Lucy Griffith first saw “the burro lady” out in far West Texas back in the eighties, trundling along highways on the back of her animal with blankets and knapsacks. Griffith would see her riding from Alpine to Marfa to Van Horn to Valentine, often camping without a tent, sleeping outdoors in the frigid wind and searing summers.

In those days, Griffith, 70, who hails from Comfort, traveled to the Big Bend area several times a year and was struck by the woman in the big-brimmed hat who rode a burro along remote roads. Locals had all seen her riding throughout the region, but few had spoken with the reticent wanderer. But Bill Ivey, a resident of Terlingua who received the woman’s checks for her, was one of them: as he told Griffith, her name was Judy Ann Magers, and she’d been riding out in West Texas for years.

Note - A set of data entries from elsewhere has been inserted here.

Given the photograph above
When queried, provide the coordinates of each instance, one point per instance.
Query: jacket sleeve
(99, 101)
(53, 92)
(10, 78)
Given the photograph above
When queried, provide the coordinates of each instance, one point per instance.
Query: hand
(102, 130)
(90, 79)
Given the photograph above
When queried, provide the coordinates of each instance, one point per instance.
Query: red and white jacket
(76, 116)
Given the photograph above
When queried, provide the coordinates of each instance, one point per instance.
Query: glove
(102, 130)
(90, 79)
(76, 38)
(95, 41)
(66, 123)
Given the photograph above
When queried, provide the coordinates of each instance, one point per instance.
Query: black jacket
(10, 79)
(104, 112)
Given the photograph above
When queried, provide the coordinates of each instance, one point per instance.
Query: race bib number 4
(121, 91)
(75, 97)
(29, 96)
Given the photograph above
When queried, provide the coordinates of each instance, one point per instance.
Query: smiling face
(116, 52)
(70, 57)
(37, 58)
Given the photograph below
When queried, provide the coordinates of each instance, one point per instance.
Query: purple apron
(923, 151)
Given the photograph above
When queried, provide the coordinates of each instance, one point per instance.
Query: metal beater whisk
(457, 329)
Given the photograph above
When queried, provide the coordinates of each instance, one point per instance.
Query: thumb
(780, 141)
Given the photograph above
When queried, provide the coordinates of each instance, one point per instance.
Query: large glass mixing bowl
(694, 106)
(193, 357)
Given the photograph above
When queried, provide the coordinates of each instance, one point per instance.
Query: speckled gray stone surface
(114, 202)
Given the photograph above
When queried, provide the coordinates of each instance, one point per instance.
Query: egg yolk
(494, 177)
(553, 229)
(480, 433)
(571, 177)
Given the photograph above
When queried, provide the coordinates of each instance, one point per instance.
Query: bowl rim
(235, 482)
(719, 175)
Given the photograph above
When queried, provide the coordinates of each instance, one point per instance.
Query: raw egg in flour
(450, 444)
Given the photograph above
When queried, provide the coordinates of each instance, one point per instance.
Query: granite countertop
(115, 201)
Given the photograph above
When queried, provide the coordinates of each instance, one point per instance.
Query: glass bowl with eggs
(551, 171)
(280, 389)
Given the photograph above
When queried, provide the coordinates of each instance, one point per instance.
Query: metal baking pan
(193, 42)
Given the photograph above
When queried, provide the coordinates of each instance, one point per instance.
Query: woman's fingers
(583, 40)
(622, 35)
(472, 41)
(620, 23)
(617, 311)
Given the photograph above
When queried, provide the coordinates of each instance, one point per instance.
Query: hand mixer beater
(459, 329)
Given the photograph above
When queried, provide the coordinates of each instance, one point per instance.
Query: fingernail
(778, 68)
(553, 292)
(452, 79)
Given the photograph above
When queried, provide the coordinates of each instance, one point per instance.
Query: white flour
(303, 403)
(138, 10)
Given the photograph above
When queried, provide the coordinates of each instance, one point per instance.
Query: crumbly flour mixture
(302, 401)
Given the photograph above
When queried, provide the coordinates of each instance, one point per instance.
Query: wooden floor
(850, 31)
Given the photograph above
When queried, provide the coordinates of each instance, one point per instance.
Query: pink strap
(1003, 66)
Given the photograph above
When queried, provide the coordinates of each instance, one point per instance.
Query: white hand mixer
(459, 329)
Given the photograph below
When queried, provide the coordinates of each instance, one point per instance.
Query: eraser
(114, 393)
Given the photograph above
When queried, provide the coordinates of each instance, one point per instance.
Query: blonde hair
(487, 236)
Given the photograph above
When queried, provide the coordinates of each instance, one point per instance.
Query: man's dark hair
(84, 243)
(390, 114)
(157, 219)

In 2016, while taking a writing class at the Writers’ League of Texas summer conference in Alpine, Griffith found her thoughts drifting to Magers, who had died by then from a heart attack at the age of 65, and the life she led. In an assignment for a “persona” poem, Griffith wrote in the woman’s imagined voice: “Do not lay your story over mine,” she says at the end of the poem. 

Griffith learned only a few facts about Magers from West Texas locals, including that she was from the Midwest, she had five children and many grandchildren, and the various burros she rode were supplied by a trader in Van Horn. These facts were less interesting to her than thinking about Magers’s spirit, though. In writing poems about a woman she’d never met, Griffith wasn’t trying to uncover her biography or “fill in the blanks.”

Titled “La Reina,” the poem opens Griffith’s first collection of poetry, We Make a Tiny Herd—Poems to Honor the Burro Lady of Far West Texas. Published last year by the Main Street Rag Publishing Company, the book gathers Griffith’s writings on Magers (often called La Reina, or The Queen, by West Texas locals) over three years. It has since gone on to win two major prizes in the literary universe—the “Wrangler,” a Western Heritage Award for poetry, to be presented in April 2021 at the National Cowboy & Western Heritage Museum in Oklahoma City, and the Willa, in honor of novelist Willa Cather, which Griffith received this fall.

Born in San Antonio, Lucy Griffith grew up in the city and on a ranch, called Esperanza, near Cotulla in South Texas. Griffith, who had grown up around cowboys, could tell by the way Magers rode that she was a skilled horsewoman. Though she worked as a clinical psychologist and is now retired, Griffith’s fascination with poetry started in her college days, and paralleled the poet Yusef Komunyakaa’s belief that one writes “to find out what you don’t know that you know.” She says: “I think that my heart is full of the stories my clients trusted me with and perhaps they resonate in my poems. We are all people of many layers.” She also identified with poet Carl Phillips’s idea that poetry often springs from “unexplored messages from the interior.” 

As Griffith tells it, that first poem she wrote about Magers “kicked off something huge in me that I didn’t really understand.” She kept writing what eventually became a collection of tender, unsentimental poems that invite readers to ruminate about possibility and alternate routes. In her verses, Griffith neither sensationalizes nor explains, which may account for the profound eloquence of these poems. One could open to any page and extract a single line to ride with, for a week or a day: “Use what’s at hand. You’d be surprised what’s thrown away,” she writes. In another passage, she says: “Know where water is. Have a plan.”

These last two quotes are from a section in Griffith’s book in which the burro “speaks.” In reality, Magers’s last burro, Merle, whined for more than a day after she died; he was taken to California by one of Magers’s sons afterward. All of her Magers’s children attended her funeral, which took place in Terlingua, as was her final wish. And the story goes on. 

Naomi Shihab Nye is on faculty at Texas State University, and has been named Young People’s Poet Laureate of the United States by the Poetry Foundation.